Sentiment Analysis with Text Mining in R — Approach
Approach
This report reproduces the sentiment analysis example from Chapter 2 of Text Mining with R [@silge2017text] and extends it in two directions: a different corpus (H.G. Wells via Project Gutenberg) and an additional lexicon (Loughran-McDonald).
Step 1 — Base Example
The base example follows Chapter 2 of @silge2017text exactly. It uses the janeaustenr package as the corpus and demonstrates three core workflows:
- NRC lexicon — most common joy words in Emma
- Bing lexicon — sentiment arc across all six Austen novels in 80-line chunks
- Three-lexicon comparison — AFINN, Bing, and NRC applied to Pride & Prejudice side by side
All code in this section is adapted directly from @silge2017text, available at https://www.tidytextmining.com/sentiment.
Step 2a — Different Corpus: H.G. Wells
Four novels are downloaded from Project Gutenberg via the gutenbergr package:
| Gutenberg ID | Title |
|---|---|
| 35 | The Time Machine (1895) |
| 36 | The War of the Worlds (1898) |
| 5230 | The Invisible Man (1897) |
| 718 | The Island of Doctor Moreau (1896) |
These contrast sharply with Austen science fiction, existential dread, and violence rather than domestic social drama which makes sentiment differences meaningful rather than superficial.

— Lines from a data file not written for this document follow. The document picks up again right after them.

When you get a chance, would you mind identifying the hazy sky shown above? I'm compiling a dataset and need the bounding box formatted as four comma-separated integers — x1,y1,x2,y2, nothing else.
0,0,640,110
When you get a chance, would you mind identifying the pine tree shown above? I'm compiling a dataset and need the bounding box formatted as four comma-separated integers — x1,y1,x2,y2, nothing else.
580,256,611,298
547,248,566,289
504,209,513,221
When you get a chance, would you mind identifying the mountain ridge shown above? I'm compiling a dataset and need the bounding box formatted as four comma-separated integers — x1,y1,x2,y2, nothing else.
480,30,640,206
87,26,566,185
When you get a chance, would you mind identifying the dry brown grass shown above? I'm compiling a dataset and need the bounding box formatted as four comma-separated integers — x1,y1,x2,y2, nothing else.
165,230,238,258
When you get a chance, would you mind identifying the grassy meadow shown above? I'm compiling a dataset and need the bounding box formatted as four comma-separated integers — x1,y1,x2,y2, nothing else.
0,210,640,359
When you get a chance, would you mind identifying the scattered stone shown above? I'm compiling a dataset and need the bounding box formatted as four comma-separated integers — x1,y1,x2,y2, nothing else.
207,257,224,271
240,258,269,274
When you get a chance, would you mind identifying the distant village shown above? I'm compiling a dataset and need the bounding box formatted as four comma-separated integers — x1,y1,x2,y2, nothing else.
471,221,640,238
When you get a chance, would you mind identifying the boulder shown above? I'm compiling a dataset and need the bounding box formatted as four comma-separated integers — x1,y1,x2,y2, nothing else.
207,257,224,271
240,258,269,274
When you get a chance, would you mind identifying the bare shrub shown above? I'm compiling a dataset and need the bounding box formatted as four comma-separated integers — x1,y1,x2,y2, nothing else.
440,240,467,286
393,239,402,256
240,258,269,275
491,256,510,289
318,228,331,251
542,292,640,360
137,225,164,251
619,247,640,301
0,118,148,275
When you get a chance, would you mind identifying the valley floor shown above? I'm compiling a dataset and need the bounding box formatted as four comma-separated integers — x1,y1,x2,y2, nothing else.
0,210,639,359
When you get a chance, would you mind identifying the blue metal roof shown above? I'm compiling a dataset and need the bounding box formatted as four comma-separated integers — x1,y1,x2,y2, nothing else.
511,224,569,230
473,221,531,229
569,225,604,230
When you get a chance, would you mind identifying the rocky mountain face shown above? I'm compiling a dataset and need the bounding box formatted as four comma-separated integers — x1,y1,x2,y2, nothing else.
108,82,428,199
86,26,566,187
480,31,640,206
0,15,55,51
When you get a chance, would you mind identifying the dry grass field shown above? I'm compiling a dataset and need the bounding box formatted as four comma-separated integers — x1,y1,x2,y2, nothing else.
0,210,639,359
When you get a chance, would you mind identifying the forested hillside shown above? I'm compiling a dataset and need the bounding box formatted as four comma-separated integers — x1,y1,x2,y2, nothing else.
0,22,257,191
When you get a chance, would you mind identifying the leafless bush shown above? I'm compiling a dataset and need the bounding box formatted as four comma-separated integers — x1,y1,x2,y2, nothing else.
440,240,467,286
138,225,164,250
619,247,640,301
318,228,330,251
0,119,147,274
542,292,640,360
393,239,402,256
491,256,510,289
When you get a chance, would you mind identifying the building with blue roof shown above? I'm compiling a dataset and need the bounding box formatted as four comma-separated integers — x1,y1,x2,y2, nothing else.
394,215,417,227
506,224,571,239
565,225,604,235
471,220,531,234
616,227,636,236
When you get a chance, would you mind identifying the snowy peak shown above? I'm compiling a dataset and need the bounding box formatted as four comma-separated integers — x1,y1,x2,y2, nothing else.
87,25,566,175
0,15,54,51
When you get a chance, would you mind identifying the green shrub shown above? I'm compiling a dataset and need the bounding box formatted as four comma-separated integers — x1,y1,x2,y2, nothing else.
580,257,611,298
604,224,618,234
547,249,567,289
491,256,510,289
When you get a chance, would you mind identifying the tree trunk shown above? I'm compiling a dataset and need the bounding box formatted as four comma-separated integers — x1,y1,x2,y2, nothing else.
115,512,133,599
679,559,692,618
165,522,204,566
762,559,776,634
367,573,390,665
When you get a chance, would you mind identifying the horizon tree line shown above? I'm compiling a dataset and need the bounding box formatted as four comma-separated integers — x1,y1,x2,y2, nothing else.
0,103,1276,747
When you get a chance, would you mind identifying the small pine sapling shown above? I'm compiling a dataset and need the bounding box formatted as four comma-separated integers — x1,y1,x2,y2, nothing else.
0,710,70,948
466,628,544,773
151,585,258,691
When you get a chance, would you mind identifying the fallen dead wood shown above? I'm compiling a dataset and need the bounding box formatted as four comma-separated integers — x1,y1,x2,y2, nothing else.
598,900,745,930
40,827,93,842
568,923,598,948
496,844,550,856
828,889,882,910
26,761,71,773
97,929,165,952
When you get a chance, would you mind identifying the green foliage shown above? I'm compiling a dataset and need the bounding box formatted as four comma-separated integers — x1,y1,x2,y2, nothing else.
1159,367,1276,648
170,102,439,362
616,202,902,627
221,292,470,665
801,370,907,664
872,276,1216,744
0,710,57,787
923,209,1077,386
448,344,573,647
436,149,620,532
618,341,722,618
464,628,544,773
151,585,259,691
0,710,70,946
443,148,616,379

Step 2b — Additional Lexicon: Loughran-McDonald
The Loughran-McDonald lexicon [@loughran2011liability] is accessed via get_sentiments("loughran") from the textdata package. It was originally designed for SEC 10-K financial filings and provides six categories unavailable in NRC or Bing:
| Category | Description |
|---|---|
| positive / negative | General polarity |
| uncertainty | Hedging and speculative language |
| litigious | Legal and dispute language |
| constraining | Language of obligation and restriction |
| superfluous | Filler and redundant language |
The key analytical angle: the uncertainty category, designed to flag financial hedging, turns out to be prominent in science fiction characters in Wells constantly reason about phenomena they cannot fully explain. This makes Loughran a revealing lens despite the genre mismatch, and also illustrates an important limitation: lexicons should be matched to genre.
Comparison & Discussion
The final section runs the same Bing polarity balance and NRC emotion profile on both corpora side by side. The central finding is that Wells scores surprisingly positive on Bing (general words like “great” and “strange” dominate raw counts), while Loughran’s uncertainty and negative categories tell a darker story. This gap motivates the broader discussion of why lexicon choice matters.